Abstract: This paper addresses the problem of exponentially stabilizing periodic orbits in a special class of hybrid models-systems with impulse effects-through control Lyapunov functions. The periodic orbit is assumed to lie in a C1 submanifold Z that is contained in the zero set of an output function and is invariant under both the continuous and discrete dynamics; the associated restriction dynamics are termed the hybrid zero dynamics. The orbit is furthermore assumed to be exponentially stable within the hybrid zero dynamics. Prior results on the stabilization of such periodic orbits with respect to the full-order dynamics of the system with impulse effects have relied on input-output linearization of the dynamics transverse to the zero dynamics manifold.
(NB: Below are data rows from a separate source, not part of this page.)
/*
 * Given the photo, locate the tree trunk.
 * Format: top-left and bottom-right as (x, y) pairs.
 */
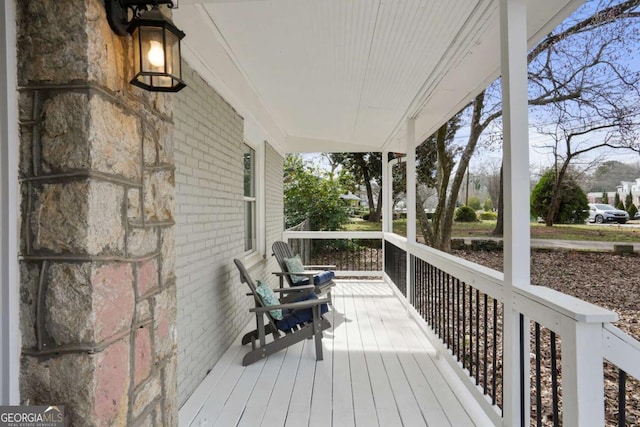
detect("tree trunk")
(434, 92), (486, 251)
(358, 155), (379, 222)
(492, 165), (504, 236)
(544, 160), (571, 226)
(375, 188), (383, 222)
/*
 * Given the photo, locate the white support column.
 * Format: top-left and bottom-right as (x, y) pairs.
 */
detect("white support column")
(500, 0), (530, 424)
(561, 321), (606, 426)
(405, 119), (416, 305)
(382, 150), (391, 234)
(1, 0), (20, 405)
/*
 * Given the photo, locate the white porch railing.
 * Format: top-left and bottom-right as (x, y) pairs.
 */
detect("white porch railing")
(284, 230), (640, 427)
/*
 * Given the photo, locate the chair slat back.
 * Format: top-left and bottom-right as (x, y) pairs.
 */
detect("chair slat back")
(234, 259), (278, 324)
(272, 241), (296, 287)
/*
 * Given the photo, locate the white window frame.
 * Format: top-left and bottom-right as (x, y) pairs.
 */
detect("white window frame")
(243, 139), (265, 264)
(1, 0), (20, 405)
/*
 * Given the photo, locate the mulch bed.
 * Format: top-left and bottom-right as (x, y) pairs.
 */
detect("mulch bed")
(452, 248), (640, 426)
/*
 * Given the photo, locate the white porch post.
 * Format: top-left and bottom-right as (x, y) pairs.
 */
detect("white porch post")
(405, 119), (416, 304)
(500, 0), (530, 424)
(561, 321), (606, 426)
(382, 150), (392, 234)
(0, 0), (20, 405)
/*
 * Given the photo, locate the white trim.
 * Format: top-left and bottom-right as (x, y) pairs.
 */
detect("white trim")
(500, 0), (530, 424)
(242, 142), (258, 255)
(1, 0), (20, 405)
(603, 324), (640, 379)
(381, 150), (391, 234)
(405, 118), (416, 309)
(256, 140), (266, 257)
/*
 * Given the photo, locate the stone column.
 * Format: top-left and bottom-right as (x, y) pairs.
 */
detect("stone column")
(16, 1), (177, 425)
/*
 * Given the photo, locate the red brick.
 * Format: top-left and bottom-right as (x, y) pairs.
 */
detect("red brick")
(134, 326), (152, 385)
(92, 263), (134, 342)
(94, 339), (130, 425)
(137, 259), (159, 297)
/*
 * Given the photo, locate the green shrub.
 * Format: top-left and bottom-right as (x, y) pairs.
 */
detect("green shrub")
(483, 199), (493, 212)
(616, 201), (625, 210)
(628, 203), (638, 219)
(468, 196), (482, 211)
(479, 211), (497, 221)
(530, 169), (589, 224)
(454, 206), (478, 222)
(362, 213), (370, 221)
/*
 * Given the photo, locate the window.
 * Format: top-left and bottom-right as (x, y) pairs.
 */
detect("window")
(243, 144), (256, 252)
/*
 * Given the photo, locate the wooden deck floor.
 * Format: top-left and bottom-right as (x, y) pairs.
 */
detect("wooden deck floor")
(180, 280), (487, 427)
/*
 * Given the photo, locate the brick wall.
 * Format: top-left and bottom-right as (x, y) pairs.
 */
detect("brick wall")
(174, 62), (284, 405)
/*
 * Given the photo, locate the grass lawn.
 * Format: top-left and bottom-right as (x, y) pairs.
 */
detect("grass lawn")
(342, 218), (640, 242)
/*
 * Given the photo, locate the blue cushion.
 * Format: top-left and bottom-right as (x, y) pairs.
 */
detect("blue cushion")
(295, 270), (335, 286)
(275, 293), (329, 331)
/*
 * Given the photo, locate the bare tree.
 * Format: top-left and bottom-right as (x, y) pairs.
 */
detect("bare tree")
(528, 0), (640, 225)
(415, 0), (640, 246)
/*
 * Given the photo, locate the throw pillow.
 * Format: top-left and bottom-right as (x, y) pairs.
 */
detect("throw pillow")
(255, 280), (283, 320)
(284, 255), (306, 284)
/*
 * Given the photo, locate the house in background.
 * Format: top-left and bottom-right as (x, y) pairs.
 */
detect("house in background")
(1, 0), (639, 426)
(618, 179), (640, 206)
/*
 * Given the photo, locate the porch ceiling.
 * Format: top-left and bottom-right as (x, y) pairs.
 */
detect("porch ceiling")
(175, 0), (583, 154)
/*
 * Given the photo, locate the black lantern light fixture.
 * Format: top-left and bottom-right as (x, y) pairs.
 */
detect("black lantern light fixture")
(105, 0), (186, 92)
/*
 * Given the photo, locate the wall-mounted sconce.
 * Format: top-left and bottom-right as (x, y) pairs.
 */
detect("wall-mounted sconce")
(105, 0), (186, 92)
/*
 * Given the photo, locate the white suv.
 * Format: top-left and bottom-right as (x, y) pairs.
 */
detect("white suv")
(587, 203), (629, 224)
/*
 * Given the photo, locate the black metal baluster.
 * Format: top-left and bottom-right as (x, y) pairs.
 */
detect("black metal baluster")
(535, 323), (542, 427)
(426, 263), (431, 324)
(476, 289), (480, 386)
(619, 369), (627, 427)
(456, 278), (461, 361)
(520, 314), (525, 427)
(469, 285), (474, 378)
(429, 264), (433, 326)
(439, 269), (444, 337)
(483, 293), (488, 394)
(462, 282), (467, 370)
(550, 331), (559, 427)
(448, 274), (452, 349)
(452, 277), (457, 356)
(492, 298), (498, 406)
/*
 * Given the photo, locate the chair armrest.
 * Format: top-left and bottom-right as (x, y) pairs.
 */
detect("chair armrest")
(250, 297), (331, 313)
(273, 285), (316, 293)
(272, 270), (323, 277)
(303, 264), (336, 270)
(245, 284), (316, 296)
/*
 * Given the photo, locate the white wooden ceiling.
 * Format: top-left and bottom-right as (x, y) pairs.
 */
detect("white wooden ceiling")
(174, 0), (583, 153)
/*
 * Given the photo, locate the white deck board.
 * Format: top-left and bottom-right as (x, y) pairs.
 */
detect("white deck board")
(330, 286), (356, 427)
(180, 280), (489, 427)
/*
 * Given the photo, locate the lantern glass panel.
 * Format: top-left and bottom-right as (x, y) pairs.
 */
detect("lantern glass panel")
(141, 26), (166, 74)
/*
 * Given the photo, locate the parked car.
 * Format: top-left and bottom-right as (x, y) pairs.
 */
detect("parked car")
(587, 203), (629, 224)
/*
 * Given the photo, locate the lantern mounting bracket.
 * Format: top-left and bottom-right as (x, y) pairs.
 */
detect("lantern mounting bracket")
(105, 0), (176, 36)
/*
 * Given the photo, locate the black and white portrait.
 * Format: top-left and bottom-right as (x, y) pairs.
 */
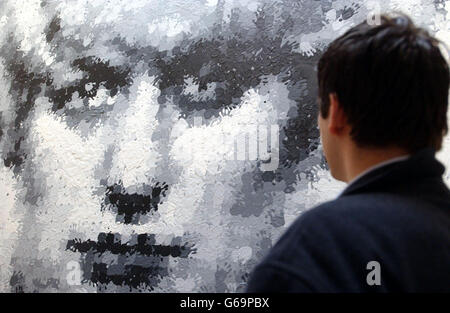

The principal result of this paper demonstrates that a variant of control Lyapunov functions that enforce rapid exponential convergence to the zero dynamics surface, Z, can be used to achieve exponential stability of the periodic orbit in the full-order dynamics, thereby significantly extending the class of stabilizing controllers. The main result is illustrated on a hybrid model of a bipedal walking robot through simulations and is utilized to experimentally achieve bipedal locomotion via control Lyapunov functions.